Annegret Kramp-Karrenbauer am Rednerpult

Verteidigungsministerin Annegret Kramp-Karrenbauer: „Kein Einsatz zuvor hat die Bundeswehr so sehr geprägt wie dieser. Kein Einsatz zuvor war so intensiv, so gefährlich.“

Sebastian Wilke/Bundeswehr

Es gilt das gesprochene Wort.

Heute ist nicht der Tag, das Kapitel Afghanistan zu schließen. Das verbietet alleine die Situation in Afghanistan. Das verbietet die Tatsache, dass Menschen, die an unserer Seite unterstützt und gekämpft haben als Ortskräfte, noch in Afghanistan sind. Und dass alle unseren politischen und diplomatischen Bemühungen darauf gerichtet sein müssen, für diese Menschen eine sichere Ausreise aus Afghanistan zu ermöglichen. Das gebietet die humanitäre Situation in Afghanistan und das gebietet auch die politische Situation.

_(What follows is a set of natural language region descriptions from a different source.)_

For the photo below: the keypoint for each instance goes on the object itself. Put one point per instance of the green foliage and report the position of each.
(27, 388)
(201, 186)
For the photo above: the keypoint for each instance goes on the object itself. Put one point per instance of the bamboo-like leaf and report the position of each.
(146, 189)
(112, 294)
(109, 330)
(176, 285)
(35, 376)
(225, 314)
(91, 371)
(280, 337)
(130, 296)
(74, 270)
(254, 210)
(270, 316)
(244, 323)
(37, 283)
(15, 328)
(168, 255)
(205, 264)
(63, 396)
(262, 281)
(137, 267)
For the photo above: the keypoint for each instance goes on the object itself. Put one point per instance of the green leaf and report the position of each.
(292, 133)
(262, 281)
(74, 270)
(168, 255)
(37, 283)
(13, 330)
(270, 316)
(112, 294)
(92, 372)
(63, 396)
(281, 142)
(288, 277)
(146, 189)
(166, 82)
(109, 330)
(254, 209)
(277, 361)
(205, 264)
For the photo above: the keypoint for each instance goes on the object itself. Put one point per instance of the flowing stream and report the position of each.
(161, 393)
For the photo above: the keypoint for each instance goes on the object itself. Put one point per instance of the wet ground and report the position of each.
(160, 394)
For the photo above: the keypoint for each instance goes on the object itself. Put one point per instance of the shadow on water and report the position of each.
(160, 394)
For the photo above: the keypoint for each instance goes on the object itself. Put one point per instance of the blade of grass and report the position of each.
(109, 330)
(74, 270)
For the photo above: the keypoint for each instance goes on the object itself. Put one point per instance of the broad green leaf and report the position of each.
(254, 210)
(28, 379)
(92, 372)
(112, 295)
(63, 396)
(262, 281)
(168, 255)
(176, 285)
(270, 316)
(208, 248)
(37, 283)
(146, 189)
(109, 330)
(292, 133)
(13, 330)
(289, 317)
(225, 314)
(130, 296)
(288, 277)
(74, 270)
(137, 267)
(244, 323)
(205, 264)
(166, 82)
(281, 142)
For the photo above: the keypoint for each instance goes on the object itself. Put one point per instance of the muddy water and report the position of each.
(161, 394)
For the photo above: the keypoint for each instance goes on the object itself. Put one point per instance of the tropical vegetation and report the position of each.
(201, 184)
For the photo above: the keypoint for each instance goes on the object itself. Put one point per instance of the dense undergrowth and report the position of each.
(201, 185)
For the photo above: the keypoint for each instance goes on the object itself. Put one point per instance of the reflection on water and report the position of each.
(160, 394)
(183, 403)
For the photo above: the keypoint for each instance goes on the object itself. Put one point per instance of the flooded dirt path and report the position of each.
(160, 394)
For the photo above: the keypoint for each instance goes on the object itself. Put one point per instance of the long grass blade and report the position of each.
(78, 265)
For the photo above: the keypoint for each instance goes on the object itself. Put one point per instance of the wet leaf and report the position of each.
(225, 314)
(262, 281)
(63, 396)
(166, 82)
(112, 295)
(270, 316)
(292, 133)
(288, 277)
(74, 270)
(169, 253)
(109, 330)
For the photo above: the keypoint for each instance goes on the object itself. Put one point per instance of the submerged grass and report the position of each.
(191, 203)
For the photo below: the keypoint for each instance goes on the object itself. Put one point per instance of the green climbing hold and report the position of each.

Und heute ist auch nicht der Tag der Politik. Wir stehen heute nicht im Mittelpunkt, nicht die Debatten, nicht der Streit über den Sinn, über den Ablauf, über Erfolg oder Nicht-Erfolg des Afghanistan-Einsatzes.

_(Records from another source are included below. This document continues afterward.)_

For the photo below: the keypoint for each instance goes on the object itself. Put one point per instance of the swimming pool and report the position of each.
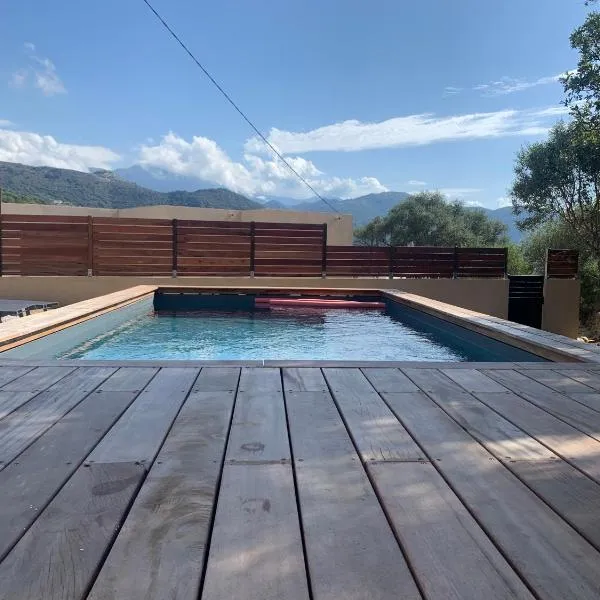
(228, 327)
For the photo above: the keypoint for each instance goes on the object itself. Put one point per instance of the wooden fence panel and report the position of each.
(358, 261)
(44, 245)
(132, 246)
(288, 249)
(481, 262)
(423, 262)
(213, 248)
(562, 264)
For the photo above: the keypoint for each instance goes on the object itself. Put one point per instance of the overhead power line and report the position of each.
(237, 108)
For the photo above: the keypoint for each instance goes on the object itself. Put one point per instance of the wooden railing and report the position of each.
(61, 245)
(562, 264)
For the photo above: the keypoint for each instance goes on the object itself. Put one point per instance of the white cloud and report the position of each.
(553, 111)
(34, 149)
(18, 78)
(455, 192)
(41, 73)
(412, 130)
(255, 175)
(451, 90)
(510, 85)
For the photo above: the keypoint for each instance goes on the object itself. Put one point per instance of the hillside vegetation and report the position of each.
(103, 189)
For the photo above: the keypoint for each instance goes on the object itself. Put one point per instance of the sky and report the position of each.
(360, 97)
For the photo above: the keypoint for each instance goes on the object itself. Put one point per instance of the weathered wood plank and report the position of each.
(389, 380)
(450, 554)
(128, 379)
(10, 401)
(431, 380)
(256, 547)
(351, 550)
(217, 379)
(501, 437)
(259, 429)
(553, 558)
(473, 380)
(29, 483)
(264, 379)
(37, 380)
(161, 547)
(374, 428)
(8, 374)
(303, 380)
(557, 381)
(57, 558)
(591, 400)
(581, 417)
(589, 378)
(139, 433)
(567, 442)
(25, 424)
(573, 495)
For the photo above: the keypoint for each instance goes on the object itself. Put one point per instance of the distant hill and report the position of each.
(104, 189)
(507, 217)
(363, 208)
(8, 196)
(122, 189)
(160, 180)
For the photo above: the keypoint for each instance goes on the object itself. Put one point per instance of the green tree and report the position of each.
(559, 179)
(517, 261)
(427, 219)
(557, 234)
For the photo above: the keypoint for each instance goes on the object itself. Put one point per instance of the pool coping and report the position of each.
(554, 347)
(17, 332)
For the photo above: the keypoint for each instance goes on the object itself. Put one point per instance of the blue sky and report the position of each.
(359, 96)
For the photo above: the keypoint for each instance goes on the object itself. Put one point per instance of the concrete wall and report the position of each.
(339, 227)
(561, 306)
(488, 296)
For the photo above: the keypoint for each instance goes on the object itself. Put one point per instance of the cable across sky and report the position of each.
(236, 107)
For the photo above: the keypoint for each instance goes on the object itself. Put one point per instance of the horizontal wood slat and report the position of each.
(62, 245)
(562, 264)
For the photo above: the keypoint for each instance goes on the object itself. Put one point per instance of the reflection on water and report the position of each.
(276, 334)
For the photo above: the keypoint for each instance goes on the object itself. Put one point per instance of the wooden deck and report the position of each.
(438, 481)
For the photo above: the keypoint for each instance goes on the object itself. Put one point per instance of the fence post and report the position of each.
(90, 245)
(1, 235)
(324, 253)
(252, 247)
(174, 248)
(455, 268)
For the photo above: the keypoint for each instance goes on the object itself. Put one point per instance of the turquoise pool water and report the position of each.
(289, 334)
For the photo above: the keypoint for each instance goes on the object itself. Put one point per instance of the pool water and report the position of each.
(291, 334)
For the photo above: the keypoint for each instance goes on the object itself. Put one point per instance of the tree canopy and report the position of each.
(428, 219)
(560, 179)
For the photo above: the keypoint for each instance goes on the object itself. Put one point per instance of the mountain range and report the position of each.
(105, 189)
(139, 186)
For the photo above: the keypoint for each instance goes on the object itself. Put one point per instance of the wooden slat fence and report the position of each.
(131, 246)
(213, 248)
(424, 262)
(57, 245)
(44, 245)
(481, 262)
(358, 261)
(288, 249)
(562, 264)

Wir stehen heute im Hintergrund, um den Blick freizumachen: Auf Sie, die diesen Einsatz in zwanzig Jahren getragen haben. Auf Sie, die Sie vor Ort, manche mehrmals, über viele Monate und Tage, in Afghanistan waren.

Auf Ihre Kameraden, die in Afghanistan gefallen sind oder im Zusammenhang mit dem Einsatz ums Leben gekommen sind. Auf Ihre Familien und die Hinterbliebenen, die diese Last gemeinsam mit Ihnen getragen haben und bis zum heutigen Tag tragen.

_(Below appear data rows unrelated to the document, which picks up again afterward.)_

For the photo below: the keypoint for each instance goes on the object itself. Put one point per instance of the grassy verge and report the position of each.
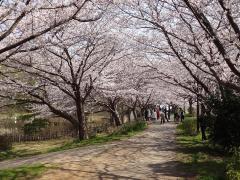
(198, 158)
(42, 147)
(22, 173)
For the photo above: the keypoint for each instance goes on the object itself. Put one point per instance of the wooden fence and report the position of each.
(40, 137)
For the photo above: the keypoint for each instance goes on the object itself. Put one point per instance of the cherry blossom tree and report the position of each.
(24, 21)
(60, 77)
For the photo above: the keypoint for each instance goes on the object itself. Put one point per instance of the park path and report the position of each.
(149, 155)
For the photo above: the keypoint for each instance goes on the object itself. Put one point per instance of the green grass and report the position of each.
(24, 172)
(199, 159)
(42, 147)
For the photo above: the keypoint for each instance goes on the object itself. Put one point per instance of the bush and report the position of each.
(5, 143)
(35, 127)
(189, 126)
(233, 167)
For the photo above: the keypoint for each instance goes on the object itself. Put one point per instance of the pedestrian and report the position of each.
(165, 113)
(158, 113)
(162, 117)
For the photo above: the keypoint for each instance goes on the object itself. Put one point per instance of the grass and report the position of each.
(198, 158)
(42, 147)
(23, 172)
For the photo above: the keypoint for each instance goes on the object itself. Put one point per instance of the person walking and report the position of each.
(158, 113)
(162, 117)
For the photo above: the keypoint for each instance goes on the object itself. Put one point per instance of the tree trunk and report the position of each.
(134, 114)
(198, 114)
(190, 106)
(81, 119)
(116, 118)
(169, 112)
(129, 115)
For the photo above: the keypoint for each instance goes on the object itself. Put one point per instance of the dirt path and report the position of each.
(150, 155)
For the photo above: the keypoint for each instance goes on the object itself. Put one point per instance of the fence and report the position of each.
(40, 137)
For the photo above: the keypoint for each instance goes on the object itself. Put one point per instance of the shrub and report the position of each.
(233, 167)
(189, 126)
(35, 127)
(5, 143)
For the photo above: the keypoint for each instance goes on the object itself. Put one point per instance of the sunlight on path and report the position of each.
(148, 156)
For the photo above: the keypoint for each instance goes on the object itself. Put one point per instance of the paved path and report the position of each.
(150, 155)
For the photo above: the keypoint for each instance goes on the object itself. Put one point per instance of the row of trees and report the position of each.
(199, 47)
(61, 57)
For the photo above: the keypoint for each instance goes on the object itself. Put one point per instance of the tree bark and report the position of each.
(116, 118)
(81, 121)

Heute ist Ihr Tag; ist der Tag Ihrer Würdigung; ist der Tag, um Danke zu sagen und Respekt zu zollen.

Wir würdigen heute unsere Soldatinnen und Soldaten aller 76 Kontingente, die in den vergangenen 20 Jahren in Afghanistan im Einsatz waren. Sie, Ihre Familien, Freunde und Kameraden, die Ihnen stets zur Seite standen, Sie stehen heute im Mittelpunkt.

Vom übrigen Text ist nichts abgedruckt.